Millions of years ago, the Mississippi Valley was an inland sea. As geological forces squeezed the seafloor upward, water — enriched with ores like zinc and lead — seeped through the porous carbonate rocks that comprised the ocean floor, leaving deposits in pockets and veins. In 1894 a miner named James Roach broke into a cavern 80ft beneath Joplin, Missouri. The walls, ceiling and floor were lined with crystals of calcite, a form of carbonate. He and his family turned it into an underground dance hall and tourist attraction, Crystal Cave. Groundwater reclaimed it in the 1940s.
One of the mightiest of the stones on display at the museum is a 4ft-tall, 7,756-pound hunk of greyish-green rock called beryl, from which come emeralds as well as beryllium.
In 1930 this stone was a 14ft lump in the Bumpus Quarry in Maine, blocking access to a vast lode of prime feldspar that the quarry owner was eager to mine. He blew it up the day before Kunz arrived with an offer to buy it for the Natural History Museum. The museum bought a couple of fragments, which sat for many years.
As it happens, beryl itself is valuable as a source of lithium and beryllium, a lightweight element born in stars and cosmic-ray collisions. The mirrors of Nasa’s upcoming James Webb Space Telescope are made of beryllium.

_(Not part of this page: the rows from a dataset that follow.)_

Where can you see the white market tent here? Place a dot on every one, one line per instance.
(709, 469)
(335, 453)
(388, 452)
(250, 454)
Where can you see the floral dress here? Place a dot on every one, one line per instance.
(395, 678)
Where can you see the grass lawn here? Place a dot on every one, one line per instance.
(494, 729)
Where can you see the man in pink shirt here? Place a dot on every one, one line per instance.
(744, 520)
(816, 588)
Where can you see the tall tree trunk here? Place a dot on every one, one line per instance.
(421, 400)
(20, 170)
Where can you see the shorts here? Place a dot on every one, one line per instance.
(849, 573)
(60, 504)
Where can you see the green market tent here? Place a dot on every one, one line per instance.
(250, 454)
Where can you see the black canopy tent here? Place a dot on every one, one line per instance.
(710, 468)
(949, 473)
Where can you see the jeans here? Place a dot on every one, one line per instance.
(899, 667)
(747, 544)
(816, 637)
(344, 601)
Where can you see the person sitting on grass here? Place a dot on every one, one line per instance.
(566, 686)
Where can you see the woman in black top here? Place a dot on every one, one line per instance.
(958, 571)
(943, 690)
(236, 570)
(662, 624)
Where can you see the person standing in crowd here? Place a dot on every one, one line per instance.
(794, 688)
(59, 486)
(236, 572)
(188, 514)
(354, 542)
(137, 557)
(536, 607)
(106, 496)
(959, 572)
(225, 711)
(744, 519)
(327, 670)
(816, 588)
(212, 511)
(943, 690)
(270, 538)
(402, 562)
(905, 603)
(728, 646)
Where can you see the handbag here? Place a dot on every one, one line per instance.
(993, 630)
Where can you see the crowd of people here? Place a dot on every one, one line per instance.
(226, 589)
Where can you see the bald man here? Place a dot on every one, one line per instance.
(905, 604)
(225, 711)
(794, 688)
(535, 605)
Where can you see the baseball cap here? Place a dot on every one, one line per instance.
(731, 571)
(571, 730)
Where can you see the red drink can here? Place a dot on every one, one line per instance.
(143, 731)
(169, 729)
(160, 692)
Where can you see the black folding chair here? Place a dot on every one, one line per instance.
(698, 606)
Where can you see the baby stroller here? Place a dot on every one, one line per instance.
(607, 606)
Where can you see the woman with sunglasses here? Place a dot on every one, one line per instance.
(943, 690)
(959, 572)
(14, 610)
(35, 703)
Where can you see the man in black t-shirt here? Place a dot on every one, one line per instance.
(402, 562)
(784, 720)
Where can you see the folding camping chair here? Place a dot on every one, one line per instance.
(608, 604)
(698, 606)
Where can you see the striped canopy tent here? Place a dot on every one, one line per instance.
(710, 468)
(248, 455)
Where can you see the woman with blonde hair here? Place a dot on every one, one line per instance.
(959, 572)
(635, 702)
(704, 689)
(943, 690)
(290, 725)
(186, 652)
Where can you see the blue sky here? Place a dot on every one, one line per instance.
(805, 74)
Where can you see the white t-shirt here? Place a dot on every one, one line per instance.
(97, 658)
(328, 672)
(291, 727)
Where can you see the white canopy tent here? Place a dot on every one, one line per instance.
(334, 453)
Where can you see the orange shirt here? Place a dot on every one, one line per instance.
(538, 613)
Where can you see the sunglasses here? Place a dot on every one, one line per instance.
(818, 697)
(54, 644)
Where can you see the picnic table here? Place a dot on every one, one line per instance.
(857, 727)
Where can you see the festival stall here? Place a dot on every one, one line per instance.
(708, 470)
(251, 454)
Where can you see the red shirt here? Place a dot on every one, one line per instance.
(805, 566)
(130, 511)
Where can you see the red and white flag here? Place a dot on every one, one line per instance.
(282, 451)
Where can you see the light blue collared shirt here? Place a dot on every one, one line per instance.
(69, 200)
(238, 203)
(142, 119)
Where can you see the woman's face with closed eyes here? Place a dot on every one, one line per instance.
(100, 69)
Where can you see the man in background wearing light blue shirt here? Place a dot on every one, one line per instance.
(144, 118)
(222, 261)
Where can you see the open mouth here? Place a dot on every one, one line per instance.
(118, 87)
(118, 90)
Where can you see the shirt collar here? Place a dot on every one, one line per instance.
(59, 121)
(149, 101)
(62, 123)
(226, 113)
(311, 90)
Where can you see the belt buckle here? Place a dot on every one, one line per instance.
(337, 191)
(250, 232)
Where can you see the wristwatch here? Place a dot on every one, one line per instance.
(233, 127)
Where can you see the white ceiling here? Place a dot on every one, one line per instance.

On our tour, Harlow spied more history in another goliath rock, a slab of amphibolite from Gore Mountain in upstate New York. Visible in the slab were ancient geochemical fault lines and, clustered along them, an arrangement of garnets, the ruby-colour official gemstone of New York state. They traced the ancient wall, now lost to time, on which they had grown, and to Harlow offered more sentences in the book of ancient cataclysms.
I wandered across to the gem alcove to marvel at the belles of the ball, among them the Star of India, another find by the resourceful Kunz, this time on behalf of JP Morgan. Finally I returned to the pair of purple geodes that stood like stargates at the exhibit entrance.
Alas, their magnificence is not permanent. Amethyst, which is a form of quartz, is typically yellow or gray, Harlow informed me. The purple was a result of radiation damage, probably from the surrounding rocks in which the amethysts formed, and would most likely revert to its original color eventually. Not even stones are immortal.
Across the hall, directly facing the stargates, stood another intimation of mortality: a slab of petrified wood from an ancient sequoia. Museum officials have counted 884 rings and dated the tree to 33 million to 35 million years ago. In the intervening time, chemistry worked its magic and silicate minerals replaced the cellulose in the wood, while solidifying the record of growth.
Harlow pointed out a similar-size slab of redwood, cut down in 1891, around a few corners in the Hall of American Forests. The line between vegetable and mineral is not as strict as one might think, he mused: “Without minerals there is no life. Life learned how to make minerals, in teeth, bones and shells.” Eventually, life returns to minerals in the form of fossils and petrified wood.
“People think these are separate,” Harlow said. “It’s all part of a whole.”